Tensione muscolare: è causa di dolore, rigidità, facile affaticabilità (è come se i muscoli lavorassero costantemente per cui si esauriscono con grande facilità: questo significa che il paziente si sente sempre stanco e si affatica anche per minimi sforzi). La tensione muscolare spesso si riflette a livello dei tendini, che diventano dolenti in particolare nei loro punti di inserzione (entesi); questi punti dolenti tendinei, insieme ad alcuni punti muscolari, evocabili durante la visita medica con la semplice palpazione, sono una caratteristica peculiare della fibromialgia e vengono definiti "tender points".
Rigidità: generalizzata o localizzata (dorso, collo, cingoli scapolari); è presente soprattutto al risveglio.
Cefalea: spesso ha un andamento cronico; può essere associata a dolore mascellare o mandibolare.
Acufeni: fischii e ronzii all’interno delle orecchie.
Disturbi della sensibilità:formicolio, senso di intorpidimento o addormentamento diffusi a tutto il corpo o localizzati alla sola metà destra o sinistra.
Disturbi del sonno: insonnia o mancanza di un sonno ristoratore (il paziente si sveglia stanco).

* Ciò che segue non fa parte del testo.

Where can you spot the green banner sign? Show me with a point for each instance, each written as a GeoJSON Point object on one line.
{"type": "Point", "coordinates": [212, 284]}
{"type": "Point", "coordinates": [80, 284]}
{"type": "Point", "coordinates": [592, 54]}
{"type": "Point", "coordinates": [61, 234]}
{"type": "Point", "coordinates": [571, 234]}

Disturbi gastrointestinali: acidità gastrica, dolori addominali, dispepsia; inoltre nel 60% dei pazienti è presente la sindrome del “colon irritabile”.
Disturbi urinari: aumentata frequenza dello stimolo ad urinare o vera e propria urgenza minzionale;.
Alterazioni della temperatura: percezione distorta della temperatura corporea; eccessiva intolleranza al freddo o al caldo.
Alterazioni dell’equilibrio: senso di instabilità, sbandamento e vertigini.
Disturbi cognitivi: difficoltà di concentrazione, confusione mentale e perdita della memoria a breve termine.
Disturbi a carico degli arti inferiori: crampi o movimenti incontrollati delle gambe che si manifestano soprattutto di notte (sindrome delle gambe senza riposo).
Altri disturbi: tachicardia, allergie stagionali o alimentari; alterazioni del ciclo mestruale; riduzione della libido sessuale; ansia, depressione.